The hardest issue for Europeans will be defence. Europe isn’t a military alliance. Several European governments and major parties are pro-Russian. Yet the US’s support for Ukraine is less essential than often imagined. The US allocated nearly $183bn to Ukraine from February 2022 to September 2024. That works out at about $69bn a year. Nato’s 637 million non-American citizens could replace this at a cost of $108 a year each — about 0.25 per cent of the EU’s per capita GDP. It’s doable.

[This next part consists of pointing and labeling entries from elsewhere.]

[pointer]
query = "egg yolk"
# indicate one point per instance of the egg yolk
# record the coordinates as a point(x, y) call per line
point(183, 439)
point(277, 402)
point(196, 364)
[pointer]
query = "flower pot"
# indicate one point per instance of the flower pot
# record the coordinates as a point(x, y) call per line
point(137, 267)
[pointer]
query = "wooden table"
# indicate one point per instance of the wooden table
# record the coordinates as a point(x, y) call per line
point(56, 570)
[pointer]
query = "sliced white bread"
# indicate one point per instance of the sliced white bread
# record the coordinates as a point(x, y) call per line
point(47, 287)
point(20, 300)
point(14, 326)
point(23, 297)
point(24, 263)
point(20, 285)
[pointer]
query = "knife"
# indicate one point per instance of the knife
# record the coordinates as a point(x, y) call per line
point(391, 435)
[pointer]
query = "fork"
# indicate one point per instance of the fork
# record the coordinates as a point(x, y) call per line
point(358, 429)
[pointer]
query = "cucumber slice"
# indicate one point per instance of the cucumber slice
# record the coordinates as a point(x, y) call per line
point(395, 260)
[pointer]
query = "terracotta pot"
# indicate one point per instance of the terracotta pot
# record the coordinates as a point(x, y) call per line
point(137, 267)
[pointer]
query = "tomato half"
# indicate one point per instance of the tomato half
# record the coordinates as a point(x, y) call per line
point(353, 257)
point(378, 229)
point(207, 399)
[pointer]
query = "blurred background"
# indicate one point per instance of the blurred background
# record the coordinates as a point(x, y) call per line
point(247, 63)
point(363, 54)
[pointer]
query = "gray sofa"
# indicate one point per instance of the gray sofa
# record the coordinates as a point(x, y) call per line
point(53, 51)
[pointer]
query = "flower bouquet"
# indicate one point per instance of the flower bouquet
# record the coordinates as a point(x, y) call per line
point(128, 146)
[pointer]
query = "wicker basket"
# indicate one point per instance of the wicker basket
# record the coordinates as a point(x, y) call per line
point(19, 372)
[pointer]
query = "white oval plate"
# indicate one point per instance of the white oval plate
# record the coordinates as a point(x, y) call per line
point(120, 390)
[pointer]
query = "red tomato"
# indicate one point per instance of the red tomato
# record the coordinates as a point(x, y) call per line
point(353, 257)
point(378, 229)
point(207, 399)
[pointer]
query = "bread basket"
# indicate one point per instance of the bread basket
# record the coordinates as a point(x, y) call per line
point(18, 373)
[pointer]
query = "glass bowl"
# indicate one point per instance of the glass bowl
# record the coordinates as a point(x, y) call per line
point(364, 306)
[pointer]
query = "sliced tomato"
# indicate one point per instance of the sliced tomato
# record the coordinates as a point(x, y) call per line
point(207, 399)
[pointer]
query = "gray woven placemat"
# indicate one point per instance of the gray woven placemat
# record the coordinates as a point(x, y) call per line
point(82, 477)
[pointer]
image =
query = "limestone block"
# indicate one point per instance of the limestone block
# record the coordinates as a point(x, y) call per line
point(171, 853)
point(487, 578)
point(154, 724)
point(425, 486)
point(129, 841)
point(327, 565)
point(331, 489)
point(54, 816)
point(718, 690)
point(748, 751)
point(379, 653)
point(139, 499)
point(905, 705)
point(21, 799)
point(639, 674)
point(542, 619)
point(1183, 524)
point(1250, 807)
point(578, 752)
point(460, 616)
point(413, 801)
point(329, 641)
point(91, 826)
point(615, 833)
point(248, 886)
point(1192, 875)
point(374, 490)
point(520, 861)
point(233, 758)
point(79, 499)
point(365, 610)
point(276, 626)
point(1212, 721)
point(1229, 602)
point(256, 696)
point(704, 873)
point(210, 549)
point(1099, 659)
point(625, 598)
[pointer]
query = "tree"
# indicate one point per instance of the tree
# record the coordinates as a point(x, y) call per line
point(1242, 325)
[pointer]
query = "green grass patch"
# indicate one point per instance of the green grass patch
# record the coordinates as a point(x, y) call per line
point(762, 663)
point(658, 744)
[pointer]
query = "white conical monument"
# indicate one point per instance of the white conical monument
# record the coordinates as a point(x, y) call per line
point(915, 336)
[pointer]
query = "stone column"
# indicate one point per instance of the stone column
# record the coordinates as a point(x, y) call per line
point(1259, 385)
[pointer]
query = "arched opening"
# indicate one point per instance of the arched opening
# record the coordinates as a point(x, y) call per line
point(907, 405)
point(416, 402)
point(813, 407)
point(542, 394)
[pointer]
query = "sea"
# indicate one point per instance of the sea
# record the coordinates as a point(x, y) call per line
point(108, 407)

The deeper problem is that westerners aren’t willing to die for Ukraine. That means Europeans won’t serve as a peacekeeping force on a future Russian-Ukrainian border, providing security guarantees for Ukraine. Europeans won’t risk getting sucked into a war if Russia kills a few of their soldiers. But then, the mighty American military won’t fight either, under any president. Since George W Bush’s disastrous invasions, no administration has entered a war. In other words, if Russia attacked the Baltics, Nato might fight for months at most. Western European and American military reluctance is an existential threat to eastern Europe.

Nato is still worth something, and Europeans need to keep it alive, along with other international institutions threatened by Trump: the Paris climate accords, the World Health Organization, the IMF, World Bank and International Criminal Court. American absence could allow Europeans to reshape some institutions in their own interests.

Divorce sucks, but with ingenuity you can sometimes restart from a better place.